Agent Safety: Sandboxes and Human-in-the-Loop

Giving an AI the keys to your computer is a big deal. Learn the two simplest ways to keep an agent safe: wall it off from things it shouldn't touch, and put a human in the decision path.

34 min · Reviewed 2026

Why safety is not optional

An agent with filesystem access can delete your thesis. An agent with email access can send 'you're fired' to your entire team. An agent with credit card access can order 400 rubber ducks. These are not hypothetical — every one has happened in production in the last 18 months. Safety isn't a feature, it's infrastructure.

Defense one: sandbox

A sandbox is a walled space where the agent can only see and touch specific things. Outside the wall, the agent has no power. Modern options in 2026:

Vercel Sandbox — Firecracker microVMs for running untrusted code.
Docker containers with bind-mounted folders only (classic and free).
Anthropic's Claude Code with scoped permissions (per-directory, per-tool).
Browser-only agents (Browser Use, Operator) — can't touch your filesystem.
Virtual machines (VirtualBox, UTM, Parallels) — full isolation if you're paranoid.

{
  "agent": "cleanup-bot",
  "sandbox": {
    "filesystem": {
      "read": ["~/Downloads", "~/Desktop"],
      "write": ["~/Downloads/archive"],
      "deny": ["~/Documents", "~/Library", "~/.ssh"]
    },
    "network": "none",
    "shell": false
  }
}An example permission config. Deny by default. Allow exactly what's needed.

Defense two: human-in-the-loop

For any action that's destructive (delete, send, pay, push), require a human to approve before the agent proceeds. Yes, it slows things down. Yes, it's worth it. Every serious platform — Claude Code, Devin, OpenClaw Mission Control — has an approval gate feature.

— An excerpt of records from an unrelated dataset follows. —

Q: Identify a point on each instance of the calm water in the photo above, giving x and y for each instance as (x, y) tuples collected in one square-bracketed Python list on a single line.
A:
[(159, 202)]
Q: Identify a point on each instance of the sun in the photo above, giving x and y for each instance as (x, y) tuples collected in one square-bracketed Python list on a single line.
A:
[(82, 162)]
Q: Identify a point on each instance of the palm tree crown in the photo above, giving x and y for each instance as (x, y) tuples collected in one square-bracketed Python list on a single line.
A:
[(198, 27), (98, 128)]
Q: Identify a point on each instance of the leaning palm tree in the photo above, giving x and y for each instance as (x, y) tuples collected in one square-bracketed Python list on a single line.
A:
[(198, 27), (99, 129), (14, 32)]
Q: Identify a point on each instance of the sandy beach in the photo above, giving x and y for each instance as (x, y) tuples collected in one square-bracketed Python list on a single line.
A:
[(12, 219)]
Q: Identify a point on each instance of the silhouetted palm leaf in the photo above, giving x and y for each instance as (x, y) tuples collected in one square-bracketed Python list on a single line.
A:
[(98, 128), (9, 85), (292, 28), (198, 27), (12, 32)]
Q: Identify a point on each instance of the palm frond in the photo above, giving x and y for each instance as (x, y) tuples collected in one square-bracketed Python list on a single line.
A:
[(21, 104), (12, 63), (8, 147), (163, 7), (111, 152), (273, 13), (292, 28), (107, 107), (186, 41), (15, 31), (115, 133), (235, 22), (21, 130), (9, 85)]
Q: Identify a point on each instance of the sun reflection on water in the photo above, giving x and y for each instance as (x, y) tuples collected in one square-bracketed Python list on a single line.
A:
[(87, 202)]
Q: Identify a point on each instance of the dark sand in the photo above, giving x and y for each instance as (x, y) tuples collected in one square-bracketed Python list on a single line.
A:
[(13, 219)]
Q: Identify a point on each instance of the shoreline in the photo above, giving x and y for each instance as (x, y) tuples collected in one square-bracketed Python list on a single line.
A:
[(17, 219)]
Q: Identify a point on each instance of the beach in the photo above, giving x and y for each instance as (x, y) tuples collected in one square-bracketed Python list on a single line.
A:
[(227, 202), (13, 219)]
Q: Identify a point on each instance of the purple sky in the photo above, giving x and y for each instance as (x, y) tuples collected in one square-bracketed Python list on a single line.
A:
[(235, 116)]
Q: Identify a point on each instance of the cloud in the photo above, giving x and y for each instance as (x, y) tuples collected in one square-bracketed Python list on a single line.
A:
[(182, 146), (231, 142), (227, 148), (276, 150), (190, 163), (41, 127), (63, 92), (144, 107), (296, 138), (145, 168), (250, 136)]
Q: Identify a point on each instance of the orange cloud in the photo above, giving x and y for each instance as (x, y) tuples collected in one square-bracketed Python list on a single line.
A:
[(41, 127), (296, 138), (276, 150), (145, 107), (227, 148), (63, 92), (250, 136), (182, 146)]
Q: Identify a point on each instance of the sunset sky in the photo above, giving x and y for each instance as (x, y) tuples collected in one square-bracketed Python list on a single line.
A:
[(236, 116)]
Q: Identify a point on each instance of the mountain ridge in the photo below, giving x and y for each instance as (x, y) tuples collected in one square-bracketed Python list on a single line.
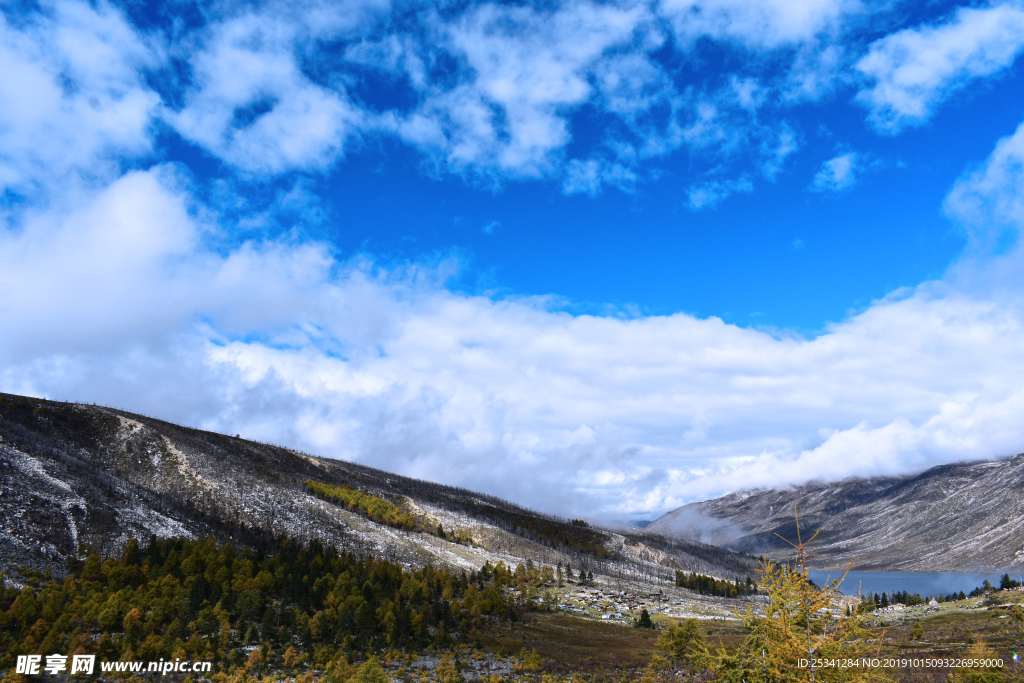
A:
[(75, 474), (951, 517)]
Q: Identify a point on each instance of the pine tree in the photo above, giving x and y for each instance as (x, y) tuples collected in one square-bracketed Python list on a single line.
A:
[(799, 625)]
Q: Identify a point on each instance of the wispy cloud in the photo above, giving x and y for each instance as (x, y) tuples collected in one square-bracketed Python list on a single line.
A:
[(118, 280), (915, 69), (837, 174)]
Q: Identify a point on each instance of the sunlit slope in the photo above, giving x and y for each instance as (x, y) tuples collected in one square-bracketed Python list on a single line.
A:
[(74, 474), (948, 518)]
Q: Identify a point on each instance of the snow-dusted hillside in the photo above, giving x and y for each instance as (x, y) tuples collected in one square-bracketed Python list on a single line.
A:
[(73, 475), (949, 518)]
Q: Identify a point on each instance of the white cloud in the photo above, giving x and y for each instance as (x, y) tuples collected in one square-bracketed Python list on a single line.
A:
[(766, 25), (524, 72), (587, 177), (251, 104), (837, 174), (73, 96), (280, 341), (988, 201), (710, 194), (138, 298), (915, 69)]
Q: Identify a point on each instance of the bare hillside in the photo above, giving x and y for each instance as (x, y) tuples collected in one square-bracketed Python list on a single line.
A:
[(73, 475), (949, 518)]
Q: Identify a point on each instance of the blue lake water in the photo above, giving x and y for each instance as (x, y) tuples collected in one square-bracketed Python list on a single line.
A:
[(924, 583)]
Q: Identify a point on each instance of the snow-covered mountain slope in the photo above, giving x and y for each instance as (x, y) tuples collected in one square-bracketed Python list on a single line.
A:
[(73, 475), (949, 518)]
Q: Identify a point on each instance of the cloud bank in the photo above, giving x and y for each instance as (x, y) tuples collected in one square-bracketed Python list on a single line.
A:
[(131, 281), (611, 415)]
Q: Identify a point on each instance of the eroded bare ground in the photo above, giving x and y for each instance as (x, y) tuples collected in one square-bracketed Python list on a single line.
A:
[(74, 475)]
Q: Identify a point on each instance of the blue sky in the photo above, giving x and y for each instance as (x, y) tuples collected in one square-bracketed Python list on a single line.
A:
[(600, 258)]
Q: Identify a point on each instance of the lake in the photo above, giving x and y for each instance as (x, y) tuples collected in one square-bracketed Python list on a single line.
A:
[(924, 583)]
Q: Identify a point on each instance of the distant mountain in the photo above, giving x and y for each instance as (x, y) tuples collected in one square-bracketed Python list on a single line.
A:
[(948, 518), (75, 475)]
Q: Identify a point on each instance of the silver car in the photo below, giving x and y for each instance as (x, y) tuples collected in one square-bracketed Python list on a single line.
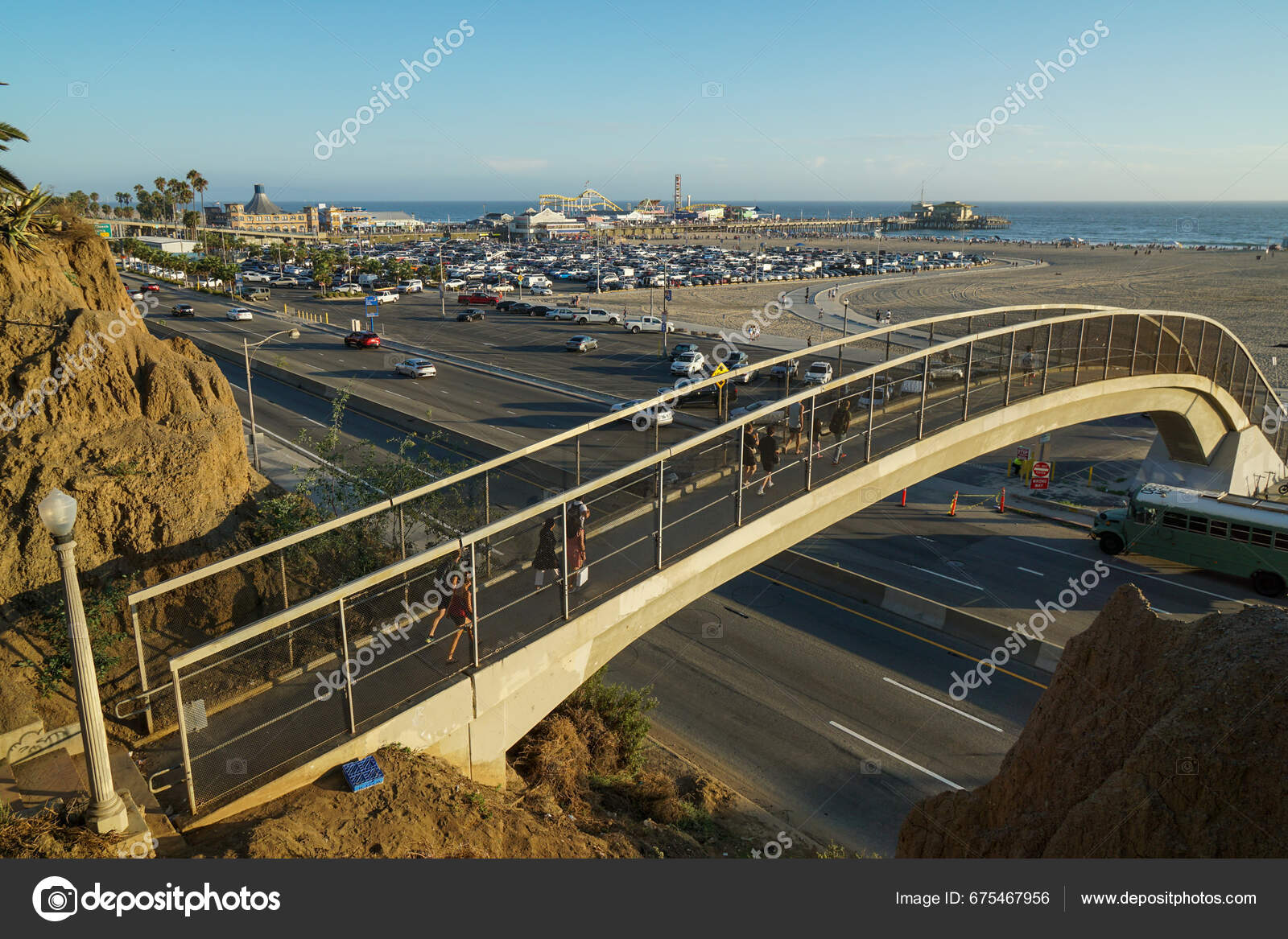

AGENT: I want to run: rm -rf ~/old_project
       Reason: You asked me to clean up old projects.
       Impact: Deletes 1.2 GB, 847 files.
       
AWAITING APPROVAL (y/n/details):What an approval gate should look like: action, reason, impact, pause.

Tiered approval

Risk	Approval policy	Examples
Low (read-only)	Auto-approve.	List files, read a page, query an API.
Medium (reversible)	Batch-approve with review.	Create a branch, draft an email.
High (destructive)	Per-action human approval.	Delete files, send emails, make payments.
Critical (irreversible)	Two-person approval + logging.	Deploy prod, wire money, delete users.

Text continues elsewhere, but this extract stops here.